King Charles and Queen Camilla will use recycled thrones from King George VI's coronation at their own.
The 74-year-old monarch and his 75-year-old wife will pay a special nod to Charles' late grandparents by reusing identical chairs that were used in George VI's 1937 coronation and also be sustainable.
George's throne has been re-upholstered but still boasts the original embroidered coats of arms.
And Camilla's, which was used by the Queen Mother, has the queen's coat of arms.
Caroline de Guitaut, the deputy surveyor of the King’s Works of Art at the Royal Collection Trust, said: "For His Majesty King Charles III's coronation he has wanted very much to re-use things where possible and obviously it's an incredibly efficient and sustainable thing to do.
"So it's giving the chairs I suppose a new life in a slightly different guise, but at the same time respecting that they are historic objects, and conserving them for the future."
They will take to the thrones after they are formally crowned at Westminster Abbey on Saturday (06.05.23).
Charles and Camilla will also be seated in chairs of estate that the late Queen Elizabeth and Duke of Edinburgh used at the monarch's 1953 coronation.

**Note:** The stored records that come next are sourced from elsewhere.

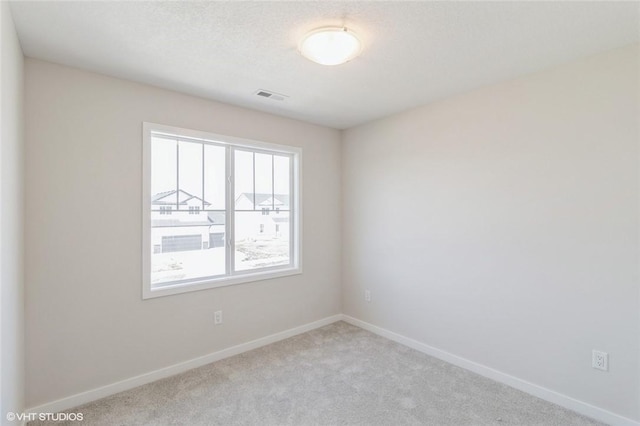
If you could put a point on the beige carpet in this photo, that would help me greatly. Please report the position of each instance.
(335, 375)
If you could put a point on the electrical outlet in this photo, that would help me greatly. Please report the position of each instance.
(600, 360)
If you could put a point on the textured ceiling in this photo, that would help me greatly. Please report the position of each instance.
(414, 52)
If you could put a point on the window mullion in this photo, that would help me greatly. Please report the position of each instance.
(230, 211)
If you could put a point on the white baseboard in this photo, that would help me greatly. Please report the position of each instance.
(104, 391)
(530, 388)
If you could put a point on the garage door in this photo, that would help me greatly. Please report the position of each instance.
(181, 243)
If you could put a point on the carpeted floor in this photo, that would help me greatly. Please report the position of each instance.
(335, 375)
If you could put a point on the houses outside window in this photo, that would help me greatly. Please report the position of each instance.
(220, 193)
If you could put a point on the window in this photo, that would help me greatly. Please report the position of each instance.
(217, 210)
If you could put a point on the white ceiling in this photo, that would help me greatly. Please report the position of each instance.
(414, 52)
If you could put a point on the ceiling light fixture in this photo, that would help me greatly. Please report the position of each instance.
(330, 45)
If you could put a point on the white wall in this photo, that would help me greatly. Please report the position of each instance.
(11, 219)
(86, 323)
(502, 226)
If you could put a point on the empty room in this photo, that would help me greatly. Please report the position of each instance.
(320, 213)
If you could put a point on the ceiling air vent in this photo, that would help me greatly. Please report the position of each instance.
(271, 95)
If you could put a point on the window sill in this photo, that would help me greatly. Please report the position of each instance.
(149, 293)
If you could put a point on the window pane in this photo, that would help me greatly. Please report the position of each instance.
(163, 173)
(190, 175)
(261, 240)
(187, 245)
(281, 182)
(264, 184)
(214, 177)
(243, 180)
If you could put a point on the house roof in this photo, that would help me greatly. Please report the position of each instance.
(265, 200)
(168, 197)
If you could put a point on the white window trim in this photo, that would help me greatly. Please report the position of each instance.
(238, 277)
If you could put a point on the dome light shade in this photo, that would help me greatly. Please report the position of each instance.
(330, 46)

Buckingham Palace shared new photos of the ceremonial outfits the couple will wear.
The images show the Royal School of Needlework's embroidery team working on the garments, with Charles, set to wear the crimson velvet Robe of State worn by his grandfather at his coronation.

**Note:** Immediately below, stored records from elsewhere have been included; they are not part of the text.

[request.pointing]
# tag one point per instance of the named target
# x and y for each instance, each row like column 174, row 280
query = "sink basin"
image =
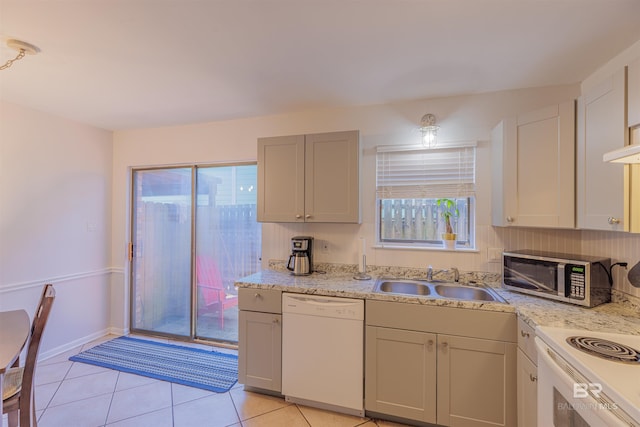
column 411, row 287
column 436, row 289
column 465, row 292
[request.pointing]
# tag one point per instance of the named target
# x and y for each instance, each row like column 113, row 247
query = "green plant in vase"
column 449, row 209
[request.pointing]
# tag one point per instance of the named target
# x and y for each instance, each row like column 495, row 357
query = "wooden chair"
column 18, row 390
column 214, row 296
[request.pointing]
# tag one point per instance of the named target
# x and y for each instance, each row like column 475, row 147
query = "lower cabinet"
column 459, row 370
column 260, row 339
column 400, row 373
column 527, row 377
column 476, row 385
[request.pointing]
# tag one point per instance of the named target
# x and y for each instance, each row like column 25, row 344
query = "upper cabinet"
column 309, row 178
column 601, row 127
column 633, row 98
column 533, row 173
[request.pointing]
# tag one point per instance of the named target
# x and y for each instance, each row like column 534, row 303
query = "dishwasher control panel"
column 318, row 305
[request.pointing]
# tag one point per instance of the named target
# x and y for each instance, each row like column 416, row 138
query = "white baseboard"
column 73, row 344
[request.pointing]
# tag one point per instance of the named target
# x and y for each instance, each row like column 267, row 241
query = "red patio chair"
column 214, row 296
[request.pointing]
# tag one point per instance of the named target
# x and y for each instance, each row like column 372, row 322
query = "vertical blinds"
column 416, row 172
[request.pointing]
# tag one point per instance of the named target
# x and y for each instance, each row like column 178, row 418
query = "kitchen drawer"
column 492, row 325
column 526, row 335
column 263, row 300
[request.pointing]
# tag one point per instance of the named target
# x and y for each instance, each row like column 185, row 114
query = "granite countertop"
column 618, row 317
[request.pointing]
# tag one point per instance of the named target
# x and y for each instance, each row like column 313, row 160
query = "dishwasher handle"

The organisation - of which Camilla has been patron since 2017 - have been conserving the velvet, while its lining and gold lace have been worked on by Ede and Ravenscroft.
After the coronation service, Charles will then change into the Robe of Estate, which was also worn by King George and is made of purple silk velvet embroidered in gold.
Meanwhile, Camilla will wear the crimson velvet Robe of State originally made for her mother-in-law when she was coronated in 1953. It has been conserved with adjustments made by Ede and Ravenscroft.
Her Robe of Estate is new, and has been made by Ede and Ravenscroft in purple velvet, with a design and hand embroidery from the Royal School of Needlework, who have been inspired by nature and the environment.
The train features a design including bees, a beetle, myrtle to represent hope, cornflowers to represent love and tenderness, Camilla's birth flower Delphinium, Lily of the Valley - which was one of Queen Elizabeth's favourite flowers and also featured in the queen consort's bouquet when she married the king - and Maidenhair Fern, which symbolises purity.
The robe also features the national emblems of the United Kingdom - the rose, thistle and shamrock.
Buckingham Palace said in a statement: "For the first time, insects including bees and a beetle feature on the Coronation Robe, drawing on the themes of nature and the environment and reflecting their Majesties' affection for the natural world."